### HEADER #####################################################################
##' @title Choose clusters and select determinant species
##'
##' @name PRE_FATE.speciesClustering_step2
##'
##' @author Maya Guéguen
##'
##' @description This script is designed to obtain functional groups by : 1)
##' selecting the number of clusters to be kept from an object obtained with
##' the \code{\link{PRE_FATE.speciesClustering_step1}} function ; 2) refining
##' these groups by identifying determinant species in each of them.
##'
##' @param clust.dendrograms a dendrogram, or a \code{list} of dendrograms (one
##' for each \code{GROUP} value). \cr Such an object can be obtained
##' with the \code{\link{PRE_FATE.speciesClustering_step1}} function.

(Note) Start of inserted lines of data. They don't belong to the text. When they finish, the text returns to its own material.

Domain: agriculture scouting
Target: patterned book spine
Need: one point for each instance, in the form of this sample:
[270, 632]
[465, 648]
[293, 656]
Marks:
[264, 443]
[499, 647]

##' @param no.clusters an \code{integer}, or a \code{vector} of \code{integer}
##' (one for each \code{GROUP} value), with the number of clusters to be kept
##' @param mat.species.DIST a \code{dist} object, or a \code{list} of
##' \code{dist} objects (one for each \code{GROUP} value), corresponding to the
##' distance between each pair of species. \cr Such an object can be obtained
##' with the \code{\link{PRE_FATE.speciesDistance}} function.
##'
##'
##' @details
##'
##' This function allows to obtain a classification of \strong{dominant}
##' species into Plant Functional Groups (PFG), and the \strong{determinant}
##' species based on these PFG. \cr \cr
##'
##' \strong{What is the difference between \code{dominant} and
##' \code{determinant} species ?}
##'
##' \itemize{
##' \item{\strong{Dominant} species are species representative of an
##' environment or a studied area, in terms of number of releves or
##' abundance values. They can be found with the
##' \code{\link{PRE_FATE.selectDominant}} function of this package. These
##' dominant species are used to build PFG with the
##' \code{\link{PRE_FATE.speciesClustering_step1}} function.
##' }
##' \item{Once PFG are built, \strong{determinant} species are defined as
##' refined subsets of dominant species within each PFG. \cr The process is
##' detailed below :
##' \itemize{
##' \item each dominant species is assigned to a PFG
##' \item within each PFG :
##' \itemize{
##' \item for each species, compute its mean distance to the other
##' species within the PFG (\code{sp.mean.dist})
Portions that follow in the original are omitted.